Alors que les grandes puissances consacrent des centaines de milliards de dollars à l’armement et aux dépenses militaires, les besoins sociaux fondamentaux : santé, éducation, logement, emploi sont sacrifiés dans de nombreux pays. La logique de guerre économique et stratégique renforce partout les tendances autoritaires, le nationalisme agressif et les politiques sécuritaires.
Dans ce contexte, les discours présentant l’avènement d’un « monde multipolaire » comme une alternative progressiste à l’hégémonie américaine suscitent de nombreuses illusions. Pour une partie de l’opinion internationale, l’affaiblissement relatif des États-Unis et l’ascension de la Chine seraient synonymes d’un ordre mondial plus équilibré et plus favorable aux peuples.

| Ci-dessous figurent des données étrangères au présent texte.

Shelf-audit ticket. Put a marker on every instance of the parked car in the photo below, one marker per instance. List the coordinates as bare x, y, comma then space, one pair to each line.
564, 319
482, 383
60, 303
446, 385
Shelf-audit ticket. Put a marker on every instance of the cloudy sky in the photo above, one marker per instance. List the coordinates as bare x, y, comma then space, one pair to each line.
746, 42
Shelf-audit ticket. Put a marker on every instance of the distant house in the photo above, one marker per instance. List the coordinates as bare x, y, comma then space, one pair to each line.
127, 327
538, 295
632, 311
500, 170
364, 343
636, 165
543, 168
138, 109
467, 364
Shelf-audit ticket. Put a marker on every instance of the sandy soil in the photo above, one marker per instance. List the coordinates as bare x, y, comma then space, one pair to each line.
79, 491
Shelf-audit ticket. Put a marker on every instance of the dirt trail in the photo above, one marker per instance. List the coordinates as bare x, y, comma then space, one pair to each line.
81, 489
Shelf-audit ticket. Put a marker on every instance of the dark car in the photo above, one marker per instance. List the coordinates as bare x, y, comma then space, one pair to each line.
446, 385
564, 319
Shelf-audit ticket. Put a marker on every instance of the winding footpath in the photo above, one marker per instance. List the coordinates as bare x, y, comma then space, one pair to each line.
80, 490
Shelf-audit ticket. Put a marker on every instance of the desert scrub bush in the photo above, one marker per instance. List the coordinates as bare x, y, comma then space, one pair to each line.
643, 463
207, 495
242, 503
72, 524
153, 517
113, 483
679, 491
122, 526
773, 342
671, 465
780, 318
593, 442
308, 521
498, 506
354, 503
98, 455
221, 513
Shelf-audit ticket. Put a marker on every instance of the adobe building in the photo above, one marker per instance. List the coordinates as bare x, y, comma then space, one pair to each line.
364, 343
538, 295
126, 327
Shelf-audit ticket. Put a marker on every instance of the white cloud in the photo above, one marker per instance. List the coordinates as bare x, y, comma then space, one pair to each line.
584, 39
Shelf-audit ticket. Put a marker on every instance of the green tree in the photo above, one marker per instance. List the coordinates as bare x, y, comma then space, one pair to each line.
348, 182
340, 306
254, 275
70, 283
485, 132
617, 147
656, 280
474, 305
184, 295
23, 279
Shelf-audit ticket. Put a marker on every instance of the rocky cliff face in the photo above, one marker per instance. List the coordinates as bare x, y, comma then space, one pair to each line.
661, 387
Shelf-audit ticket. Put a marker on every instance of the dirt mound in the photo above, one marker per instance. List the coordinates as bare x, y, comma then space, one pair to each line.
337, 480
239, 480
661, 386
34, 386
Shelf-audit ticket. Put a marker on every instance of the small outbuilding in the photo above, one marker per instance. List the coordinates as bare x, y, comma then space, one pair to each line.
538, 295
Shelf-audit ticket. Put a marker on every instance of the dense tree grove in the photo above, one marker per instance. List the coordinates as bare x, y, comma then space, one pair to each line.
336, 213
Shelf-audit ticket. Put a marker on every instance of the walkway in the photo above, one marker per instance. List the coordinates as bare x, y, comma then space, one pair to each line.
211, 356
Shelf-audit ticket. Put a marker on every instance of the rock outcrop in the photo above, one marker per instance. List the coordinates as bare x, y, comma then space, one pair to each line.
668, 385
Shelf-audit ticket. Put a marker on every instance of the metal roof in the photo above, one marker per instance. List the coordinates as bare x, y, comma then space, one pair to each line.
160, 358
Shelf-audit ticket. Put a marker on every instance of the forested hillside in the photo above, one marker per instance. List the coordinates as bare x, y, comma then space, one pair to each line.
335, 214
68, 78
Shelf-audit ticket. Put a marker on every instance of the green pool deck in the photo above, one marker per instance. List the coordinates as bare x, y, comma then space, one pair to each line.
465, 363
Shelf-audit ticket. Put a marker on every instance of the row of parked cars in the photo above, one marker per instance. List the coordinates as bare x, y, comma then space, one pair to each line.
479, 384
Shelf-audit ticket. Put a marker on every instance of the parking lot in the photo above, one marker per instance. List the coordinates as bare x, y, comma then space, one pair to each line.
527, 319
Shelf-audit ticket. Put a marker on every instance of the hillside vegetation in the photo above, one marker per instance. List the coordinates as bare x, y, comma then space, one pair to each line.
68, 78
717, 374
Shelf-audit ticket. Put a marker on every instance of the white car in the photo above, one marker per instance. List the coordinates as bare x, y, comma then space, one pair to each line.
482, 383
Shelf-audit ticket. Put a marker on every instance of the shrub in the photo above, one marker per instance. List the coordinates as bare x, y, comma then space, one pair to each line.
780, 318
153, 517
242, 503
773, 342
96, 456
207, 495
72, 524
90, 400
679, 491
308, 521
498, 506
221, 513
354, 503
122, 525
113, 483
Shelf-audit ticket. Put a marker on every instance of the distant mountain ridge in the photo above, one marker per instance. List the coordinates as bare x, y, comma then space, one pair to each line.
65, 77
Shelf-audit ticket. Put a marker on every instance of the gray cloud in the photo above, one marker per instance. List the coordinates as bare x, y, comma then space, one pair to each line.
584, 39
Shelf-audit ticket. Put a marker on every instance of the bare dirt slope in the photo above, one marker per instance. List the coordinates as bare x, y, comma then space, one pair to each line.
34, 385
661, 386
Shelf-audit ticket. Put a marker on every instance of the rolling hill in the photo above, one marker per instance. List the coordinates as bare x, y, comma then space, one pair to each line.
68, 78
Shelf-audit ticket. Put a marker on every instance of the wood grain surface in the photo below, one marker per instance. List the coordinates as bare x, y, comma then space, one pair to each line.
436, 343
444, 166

Pourtant, la multiplication des pôles de puissance au sein du système capitaliste ne signifie pas la disparition des logiques de domination, d’exploitation et de concurrence. Un monde multipolaire dominé par plusieurs grandes puissances capitalistes reste un monde traversé par les rivalités économiques, les affrontements géopolitiques et les risques de guerre.
Il ne peut exister de « bon » impérialisme. Toute grande puissance capitaliste cherche à défendre les intérêts de ses monopoles, à garantir l’accès aux ressources, à sécuriser ses investissements et à étendre son influence politique et militaire.
Les peuples ne peuvent donc être entraînés derrière l’un ou l’autre des blocs rivaux au nom de la « démocratie occidentale », de « l’anti-occidentalisme » ou d’un prétendu « anti-impérialisme » limité à l’opposition aux États-Unis. Derrière les grands discours idéologiques se jouent avant tout les intérêts des puissantes oligarchies économiques et financières.
L’histoire du XXe siècle a montré que les travailleurs paient toujours le prix des rivalités entre puissances : guerres, inflation, sacrifices sociaux, destruction des économies nationales et répression des mouvements populaires. Aujourd’hui encore, les tensions internationales servent de prétexte à l’augmentation des dépenses militaires et à de nouvelles offensives contre les droits sociaux et démocratiques.
Pour les peuples du Sud, notamment en Afrique, en Asie et en Amérique latine, le danger est grand de devenir les terrains d’affrontement indirect entre grandes puissances concurrentes, à travers les guerres par procuration, les pressions économiques, l’endettement et les luttes d’influence.
Face à cette situation, la véritable alternative ne réside ni dans l’alignement sur Washington ni dans les illusions placées dans Pékin. Elle passe par le renforcement des luttes populaires, la défense de la souveraineté des peuples, la solidarité internationale entre travailleurs et la remise en cause d’un système économique mondial fondé sur la domination, la concurrence et la recherche du profit maximum.
Car derrière les discours sur le « piège de Thucydide » se cache surtout une réalité inquiétante : la préparation d’une confrontation prolongée entre grandes puissances pour le repartage du monde, dont les peuples risquent une nouvelle fois de payer le prix.